Écrit par : Corto | 10/02/2014

Les démocrates européens voient une énorme menace suite aux résultats helvétiques, cette menace pourrait se multiplier par 28 si le même mode de scrutin référendaire se répandait dans cette union technocratique quasi totalitaire !

Oui le modèle suisse au rideaux ces dizaines de milliers de fonctionnaires coupés des réalités et proches de leurs corruptions à large échelle ayant permis à cette machine démoniaque d'instituer 4 "banques centrales" européennes, de véritables chicanes à engloutir des centaines de milliards !

(qui finissent, pour le coup, dans les banques suisses)

Il suffit de voir le compte genevois de la mère de l'ex-président socialiste grec Papandréou ! (550 millions de Sfr,) !!

Écrit par : Corto | 11/02/2014

Comment ne pas souhaiter que notre modèle helvétique, ce même "mode de scrutin référendaire" se répande en l'UE (les Français, autre aspect,autre point, eurent-ils la possibilité de se prononcer sur Schengen?)!

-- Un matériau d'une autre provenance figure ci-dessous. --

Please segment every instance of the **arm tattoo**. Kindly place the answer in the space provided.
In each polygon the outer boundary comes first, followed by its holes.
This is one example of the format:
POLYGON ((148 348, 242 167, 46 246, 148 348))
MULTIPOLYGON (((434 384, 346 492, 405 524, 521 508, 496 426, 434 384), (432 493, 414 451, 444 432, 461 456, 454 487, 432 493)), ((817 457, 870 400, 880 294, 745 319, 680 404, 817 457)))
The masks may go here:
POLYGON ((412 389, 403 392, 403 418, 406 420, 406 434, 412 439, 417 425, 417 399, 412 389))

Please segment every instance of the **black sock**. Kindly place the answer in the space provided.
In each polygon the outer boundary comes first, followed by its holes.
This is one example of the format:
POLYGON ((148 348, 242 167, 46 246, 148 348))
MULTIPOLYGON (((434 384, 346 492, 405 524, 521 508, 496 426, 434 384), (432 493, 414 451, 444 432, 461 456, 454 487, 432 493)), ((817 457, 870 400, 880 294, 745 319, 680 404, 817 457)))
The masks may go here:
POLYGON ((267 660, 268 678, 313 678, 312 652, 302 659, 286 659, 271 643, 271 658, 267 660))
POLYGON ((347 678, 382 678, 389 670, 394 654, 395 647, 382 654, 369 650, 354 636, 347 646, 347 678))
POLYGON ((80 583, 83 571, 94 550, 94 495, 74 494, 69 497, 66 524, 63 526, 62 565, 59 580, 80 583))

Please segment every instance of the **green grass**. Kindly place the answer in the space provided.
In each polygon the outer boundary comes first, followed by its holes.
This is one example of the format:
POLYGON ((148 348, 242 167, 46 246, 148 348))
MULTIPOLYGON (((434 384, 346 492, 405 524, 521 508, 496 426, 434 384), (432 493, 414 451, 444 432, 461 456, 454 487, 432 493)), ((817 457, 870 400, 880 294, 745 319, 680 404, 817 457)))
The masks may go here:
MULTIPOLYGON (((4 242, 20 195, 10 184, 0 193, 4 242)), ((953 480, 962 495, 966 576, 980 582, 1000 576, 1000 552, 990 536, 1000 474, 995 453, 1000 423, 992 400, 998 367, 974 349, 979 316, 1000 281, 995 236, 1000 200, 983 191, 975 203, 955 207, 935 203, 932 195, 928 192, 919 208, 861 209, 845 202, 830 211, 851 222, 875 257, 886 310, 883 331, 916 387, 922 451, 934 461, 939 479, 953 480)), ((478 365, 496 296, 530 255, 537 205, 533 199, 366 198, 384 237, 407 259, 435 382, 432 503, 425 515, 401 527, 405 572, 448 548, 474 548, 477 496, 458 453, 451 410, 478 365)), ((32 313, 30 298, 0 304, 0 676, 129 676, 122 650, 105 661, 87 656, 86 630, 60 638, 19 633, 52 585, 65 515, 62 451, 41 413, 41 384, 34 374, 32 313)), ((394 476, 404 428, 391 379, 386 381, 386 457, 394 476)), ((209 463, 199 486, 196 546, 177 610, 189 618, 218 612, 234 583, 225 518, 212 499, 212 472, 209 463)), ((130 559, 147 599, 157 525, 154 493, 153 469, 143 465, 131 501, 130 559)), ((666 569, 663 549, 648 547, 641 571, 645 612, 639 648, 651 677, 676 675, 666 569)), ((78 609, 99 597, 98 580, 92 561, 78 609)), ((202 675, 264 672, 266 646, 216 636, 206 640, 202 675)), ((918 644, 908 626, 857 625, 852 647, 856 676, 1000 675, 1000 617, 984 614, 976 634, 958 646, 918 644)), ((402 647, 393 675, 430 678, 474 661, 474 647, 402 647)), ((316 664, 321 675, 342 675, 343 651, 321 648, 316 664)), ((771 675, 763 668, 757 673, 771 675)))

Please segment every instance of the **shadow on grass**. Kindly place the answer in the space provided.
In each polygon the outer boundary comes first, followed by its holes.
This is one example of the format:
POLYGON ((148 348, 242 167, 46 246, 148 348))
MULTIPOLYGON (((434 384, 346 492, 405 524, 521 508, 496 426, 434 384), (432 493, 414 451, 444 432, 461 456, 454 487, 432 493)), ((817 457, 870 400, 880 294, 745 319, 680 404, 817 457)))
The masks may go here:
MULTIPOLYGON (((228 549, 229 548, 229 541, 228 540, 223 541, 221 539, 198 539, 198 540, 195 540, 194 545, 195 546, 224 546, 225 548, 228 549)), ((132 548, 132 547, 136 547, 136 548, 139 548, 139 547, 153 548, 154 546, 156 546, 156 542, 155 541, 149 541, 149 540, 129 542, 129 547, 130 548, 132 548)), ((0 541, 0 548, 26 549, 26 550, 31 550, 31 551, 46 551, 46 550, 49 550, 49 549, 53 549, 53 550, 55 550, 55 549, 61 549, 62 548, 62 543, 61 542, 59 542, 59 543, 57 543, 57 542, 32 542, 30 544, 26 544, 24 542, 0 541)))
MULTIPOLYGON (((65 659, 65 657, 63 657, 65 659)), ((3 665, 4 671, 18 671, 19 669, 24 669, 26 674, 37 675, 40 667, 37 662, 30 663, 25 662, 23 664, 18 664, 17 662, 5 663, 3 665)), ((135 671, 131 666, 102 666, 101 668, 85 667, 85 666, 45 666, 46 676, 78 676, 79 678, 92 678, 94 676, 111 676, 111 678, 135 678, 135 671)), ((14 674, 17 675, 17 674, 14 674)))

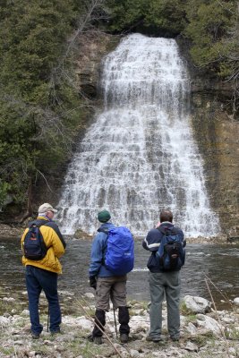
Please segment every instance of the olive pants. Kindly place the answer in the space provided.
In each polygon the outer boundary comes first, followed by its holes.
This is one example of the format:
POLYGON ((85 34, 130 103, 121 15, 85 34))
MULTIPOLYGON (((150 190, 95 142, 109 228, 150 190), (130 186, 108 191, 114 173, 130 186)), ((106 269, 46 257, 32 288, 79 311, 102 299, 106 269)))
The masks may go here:
POLYGON ((162 330, 162 303, 166 301, 167 329, 172 338, 180 336, 180 271, 152 273, 149 272, 150 291, 150 330, 149 336, 159 338, 162 330))

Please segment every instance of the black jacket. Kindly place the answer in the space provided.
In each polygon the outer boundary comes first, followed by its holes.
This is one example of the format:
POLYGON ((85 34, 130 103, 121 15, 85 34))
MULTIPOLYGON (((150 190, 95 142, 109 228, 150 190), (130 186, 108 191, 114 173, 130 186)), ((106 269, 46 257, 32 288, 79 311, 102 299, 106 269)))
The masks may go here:
POLYGON ((164 233, 166 230, 176 231, 176 234, 182 238, 182 243, 184 243, 184 247, 185 247, 186 245, 183 231, 179 227, 175 226, 170 222, 167 221, 163 222, 160 225, 160 230, 158 230, 158 228, 154 228, 149 231, 146 238, 142 242, 142 247, 145 250, 151 251, 151 255, 147 264, 147 267, 150 272, 163 272, 159 268, 159 260, 158 258, 156 256, 156 251, 158 251, 160 245, 162 237, 164 236, 164 233))

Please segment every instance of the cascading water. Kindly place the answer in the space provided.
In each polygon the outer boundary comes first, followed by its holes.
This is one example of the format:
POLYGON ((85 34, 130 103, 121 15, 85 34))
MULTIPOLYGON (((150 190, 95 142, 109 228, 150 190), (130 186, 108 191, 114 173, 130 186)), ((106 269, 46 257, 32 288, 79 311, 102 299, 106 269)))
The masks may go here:
POLYGON ((189 78, 174 39, 124 38, 105 59, 104 111, 68 168, 58 221, 94 233, 99 209, 145 235, 170 209, 187 236, 219 231, 189 116, 189 78))

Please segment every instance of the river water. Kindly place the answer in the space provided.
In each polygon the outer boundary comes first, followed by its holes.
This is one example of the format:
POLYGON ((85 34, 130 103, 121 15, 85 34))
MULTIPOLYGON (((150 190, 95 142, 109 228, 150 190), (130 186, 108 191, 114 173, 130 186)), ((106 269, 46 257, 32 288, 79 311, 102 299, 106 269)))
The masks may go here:
MULTIPOLYGON (((61 260, 64 274, 59 277, 59 289, 74 293, 75 296, 93 292, 88 284, 91 241, 66 239, 66 242, 67 250, 61 260)), ((217 307, 228 308, 226 301, 239 296, 239 246, 188 244, 186 249, 186 263, 182 269, 182 296, 192 294, 209 299, 205 285, 207 275, 218 289, 211 286, 217 307)), ((17 297, 26 301, 19 240, 0 238, 0 297, 17 297)), ((149 252, 142 249, 141 241, 136 241, 134 270, 128 275, 129 299, 149 301, 148 257, 149 252)))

Améliorer la démocratie, l'ouvrir, l'aérer pour la purifier des relents de corruption généralisée... Comment purifier, préserver, se préserver de la corruption ambiante présente?

Écrit par : Dekoriacis | 11/02/2014

Si pour la Suisse il est trop difficle de travailler avec l'EU entière, alors la Suisse peut tout à fait continuer à faire de traiter avec les pays séparement. Nous avons de très nombeux accord avec certains pays et non d'autres sans passer l^par l'EU.

Ca pourra laisser une plus grande flexibilité à la Suisse en fin de compte.

Écrit par : DdD | 11/02/2014

Que pensez alors du Valais sur les résidance secondaire... Arrêter un peu de faire vos capricieux. Acceptez juste une votation populaire comme il y'en a eu avant et comme il y'en aura.

Quand vous, vous imposez vos idées aux autres à travers une votation, vous demandez aux autres de l'accpeter.

Faut un peu arrêter de faire le coup à chaque fois du mauvais perdant. Si vous n'êtes pas prêet d'accepter cela, vous ne vivez peut-être pas dans le bon pays?

Écrit par : DdD | 11/02/2014

La "rue", a dit l'ex premier ministre français Fillion n'a pas à commander mais qui élit les commandeurs-décideurs?! J'apprécie,de DdD, sa remarque selon laquelle "nous avons de très nombreux accords avec certains pays et non d'autres sans passer par l'EU", certes, mais, aujourd'hui?! En nous laissant entendre que nous pouvons nous attendre au pire, les échos et rumeurs de ces dernières heures ne vont pas plus dans le sens de la mesure que de la modération...Autrefois, en effet, la Suisse multipliait accords, contrats, échanges politiques, économiques, culturels, humanitaires...oui, mais, hélas, "autrefois"! Nouvel Ordre Mondial oblige...

Écrit par : Myriam Belakovsky | 11/02/2014

Quelque chose qui a de quoi mettre en colère! On lit, suite au oui à l'initiative: "fin de la libre circulation" alors qu'il n'a j
amais été question d'entraver, d'empêcher, mais de "réguler"!
Nom de sort!

Écrit par : Gilberte | 12/02/2014

La France et l'Europe sont en crise depuis longtemps. Ne sachant plus quoi faire pour relancer l'Europe ou avancer d'un petit pas au moins depuis qu'elle existe. Penchera elle vers la droite ? La droite est elle capable de proposer une Europe différente et réussie ? Au lieu de perdre son temps en écrivant, en dénigrant la volonté du peuple. Essayons un peu de voir le futur de la Suisse après les votations du 9 février. Cela ne sert a rien à essayer de revenir en arrière ou de maintenir ce qui ne vas pas pour le peuple. Le peuple a voté et il faut reconnaître l'échec. Allons de l'avant et n'imitons pas nos pays voisins qui ne font que reculer avec leurs disputes et leurs intérêts personnels.